Confederate sympathizers

I think you are probably wrong. I will start another thread in GD if you disagree, but allow me to flesh out my premise here and we’ll see what you think.

I think extremists who kidnap reporters and cut off their heads on the internets make all Muslims look bad. I do not judge the group by the actions of the individuals, however. I’m not saying that Muslims are bad. I’m saying that as long as there are those in their community who think they are justified in strapping on a bomb vest and blowing up a store full of civilians, than folks are going to treat that group differently. I’m not saying it’s good or bad, just that it’s a fact. Global history is my cite.

Not all people who live in the South are racists. But there are a lot of them there, and there are enough of them making enough noise that it paints all folks with a lilting accent with a bit of that brush, true or not. It sucks, but it’s part of human nature. Especially when they take up that “Southern Pride” type attitude.

It takes 2 sides to create an “us vs. them” devide. Both sides are at fault here.

They were more into capturing Jews.

Just to illustrate a point i would like to say that this thread has spiraled downhill from the OP to a more or less blanket condemnation of “The South.” During my career I have lived in:
Texas ( my home state and I hate the place)
California (L.A. and Santa Cruz)
Oregon
Kentucky
Ohio
Kansas
Arizona
Florida
I have encountered racists in each and every one of these states and in equal proportion as the the people of “The South.” If “The South” is such a hot bed of racism, how do we account for the racism I encountered in these other states? I’m fair sick of the condemnation of “The South.”

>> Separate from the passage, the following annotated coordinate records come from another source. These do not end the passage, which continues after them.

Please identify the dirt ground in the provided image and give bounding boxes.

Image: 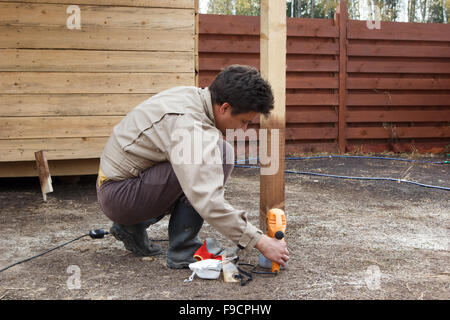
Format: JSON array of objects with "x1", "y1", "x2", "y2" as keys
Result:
[{"x1": 0, "y1": 157, "x2": 450, "y2": 300}]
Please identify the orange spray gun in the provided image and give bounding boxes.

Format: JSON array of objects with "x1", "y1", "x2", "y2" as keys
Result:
[{"x1": 259, "y1": 208, "x2": 286, "y2": 273}]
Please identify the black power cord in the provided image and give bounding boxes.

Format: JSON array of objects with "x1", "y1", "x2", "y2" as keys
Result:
[{"x1": 0, "y1": 229, "x2": 109, "y2": 272}]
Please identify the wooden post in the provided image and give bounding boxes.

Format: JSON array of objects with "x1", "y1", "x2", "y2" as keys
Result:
[
  {"x1": 259, "y1": 0, "x2": 286, "y2": 232},
  {"x1": 334, "y1": 0, "x2": 348, "y2": 153},
  {"x1": 34, "y1": 150, "x2": 53, "y2": 201}
]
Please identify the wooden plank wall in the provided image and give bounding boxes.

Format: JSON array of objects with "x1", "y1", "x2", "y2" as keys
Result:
[
  {"x1": 346, "y1": 21, "x2": 450, "y2": 152},
  {"x1": 199, "y1": 15, "x2": 450, "y2": 153},
  {"x1": 0, "y1": 0, "x2": 195, "y2": 176}
]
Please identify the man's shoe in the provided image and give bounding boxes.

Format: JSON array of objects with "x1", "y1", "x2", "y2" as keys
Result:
[
  {"x1": 109, "y1": 218, "x2": 162, "y2": 256},
  {"x1": 166, "y1": 201, "x2": 203, "y2": 269}
]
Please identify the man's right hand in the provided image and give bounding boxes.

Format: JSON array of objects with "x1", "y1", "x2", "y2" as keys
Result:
[{"x1": 255, "y1": 234, "x2": 289, "y2": 267}]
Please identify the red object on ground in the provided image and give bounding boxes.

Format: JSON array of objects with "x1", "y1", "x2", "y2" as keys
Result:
[{"x1": 194, "y1": 240, "x2": 222, "y2": 261}]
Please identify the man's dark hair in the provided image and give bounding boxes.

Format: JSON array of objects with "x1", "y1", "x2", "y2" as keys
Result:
[{"x1": 209, "y1": 65, "x2": 273, "y2": 117}]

I’m sure I will regret posting this but I’m a little bit irritated.

It might not be a fair blanket condemnation of Southerners, but it is a fair blanket condemnation of Neo-Confederates.

Certainly there is racism everywhere. But several Southern states still officially celebrate it and use it’s symbols on their state flag.

That’s more or less blanket condemnation of Texas.

Honestly I don’t really see much difference between your two scenarios. You acknowledge that right or wrong both segments are judged on the vocal minority within their ranks. The only difference I can take away is that you do not judge the Muslim religion based on the crazy people that may have the same religious views or live in the same region. But with regards to the south you would feel comfortable assuming I am a racist if we were to meet and you heard a deep Alabama accent, until I proved differently or you simply got to know me better.

I understand if you want to start a seperate thread on the topic. I most likely would not participate since I don’t post to GD for the most part. In fact this may be the first thread I have ever posted to in this forum. I enjoy reading the debates since the regulars can articulate and argue much better than I can. I would definitely read the thread, but would most likely not participate (I mention this simply to set expectations if you decide to start the thread).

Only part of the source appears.